Recent rent increases has translated into a dramatic decline in the supply of apartments that low-income households can afford.  More than 385,000 affordable housing units have been lost recently even though the number of low-income households remained relatively stable at just over one million.  The losses reflect the ever-rising rent burdens on low-income households. 

These are some of the findings in a report just published by the Community Service Society entitled, “What New Yorkers Want from the New Mayor: An Affordable Place to Live.”

Between 2002 and 2011, the Washington Heights/Inwood neighborhoods experienced twice the loss of affordable apartments than the city as a whole.  The growing mismatch between rents and incomes has led to many problems, from rising levels of homelessness, to the increasing share of income which many New Yorkers must pay for rent, to an increasing demand for the limited supply of public and subsidized housing.

Most rent increases in private multi-unit buildings are set each year by the Rent Guidelines Board, whose members are appointed by the mayor.  In recent years, the board has failed to adequately consider the needs of tenants in determining the increases on stabilized rents.  The board has tended to protect landlords’ incomes by allowing increases sufficient to cover the full increase in projected costs each year without considering tenants’ incomes.

Excessive increases allowed by the board are one reason why the city’s supply of affordable housing in the unsubsidized market has dwindled so fast.  The de Blasio administration should appoint Rent Guidelines Board members who will consider the impact of rent increases on tenants.

The new administration should also halt the deterioration of the public housing owned and operated by the New York City Housing Authority (NYCHA).  More than 500,000 New Yorkers live in NYCHA housing; about 44 percent are Latino residents.  Their deteriorating conditions stem from cuts in funding from all levels of government as well as by the city’s practice of charging NYCHA $100 million a year for policing services and payments in lieu of taxes - charges that other affordable housing providers do not pay.
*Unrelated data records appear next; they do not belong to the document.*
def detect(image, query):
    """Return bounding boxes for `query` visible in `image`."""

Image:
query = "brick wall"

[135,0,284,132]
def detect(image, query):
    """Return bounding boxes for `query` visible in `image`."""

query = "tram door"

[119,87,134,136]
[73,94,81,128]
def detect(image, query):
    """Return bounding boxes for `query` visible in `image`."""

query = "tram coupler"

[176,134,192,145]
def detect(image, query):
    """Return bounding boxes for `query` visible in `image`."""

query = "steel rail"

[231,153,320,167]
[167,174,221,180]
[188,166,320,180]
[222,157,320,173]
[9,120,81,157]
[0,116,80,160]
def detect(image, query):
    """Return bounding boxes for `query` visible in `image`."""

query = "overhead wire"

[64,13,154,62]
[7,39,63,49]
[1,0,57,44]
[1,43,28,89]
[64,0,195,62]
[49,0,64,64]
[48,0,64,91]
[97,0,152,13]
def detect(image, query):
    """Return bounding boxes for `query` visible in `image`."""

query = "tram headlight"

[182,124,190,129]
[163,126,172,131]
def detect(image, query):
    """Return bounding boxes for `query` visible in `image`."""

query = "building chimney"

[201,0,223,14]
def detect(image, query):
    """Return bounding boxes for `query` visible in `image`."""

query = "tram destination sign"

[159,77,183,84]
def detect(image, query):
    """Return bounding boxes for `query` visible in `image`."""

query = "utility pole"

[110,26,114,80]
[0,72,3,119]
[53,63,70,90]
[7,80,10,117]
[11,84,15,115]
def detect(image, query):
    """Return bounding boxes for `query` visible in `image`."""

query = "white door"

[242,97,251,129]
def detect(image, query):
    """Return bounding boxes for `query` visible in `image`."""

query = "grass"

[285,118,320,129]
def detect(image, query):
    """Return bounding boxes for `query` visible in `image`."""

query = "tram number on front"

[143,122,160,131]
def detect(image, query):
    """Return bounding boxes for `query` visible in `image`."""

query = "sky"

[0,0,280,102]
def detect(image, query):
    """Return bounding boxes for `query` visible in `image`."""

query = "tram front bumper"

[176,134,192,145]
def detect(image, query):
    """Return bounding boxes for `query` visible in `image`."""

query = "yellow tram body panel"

That amount would be enough to cover the shortfall in NYCHA’s operating budget and leave money left over to pay for a realistic maintenance program, reducing or eliminating the backlog of hundreds of thousands of needed repairs and capital improvements.  Mayor de Blasio has already said he will move to eliminate these charges.

The mayor should reestablish the policy of giving priority access for homeless families to public housing.  The homeless situation in the city has reached record proportions, exceeding even the numbers of homeless during the Great Depression of the 1930s. 

The city should replace its current real estate tax exemptions with targeted and regulated programs that would deliver affordable housing far more efficiently.  But for this, the city will need the cooperation of Governor Cuomo and the state legislature.

Across all income levels, two-thirds of respondents in the latest Community Service Society survey said they were willing to pay a little more in taxes to develop more affordable housing for low-income residents.  This includes over 70 percent of Latino respondents.  The new administration should take heart from these numbers and move to increase affordable housing in the city.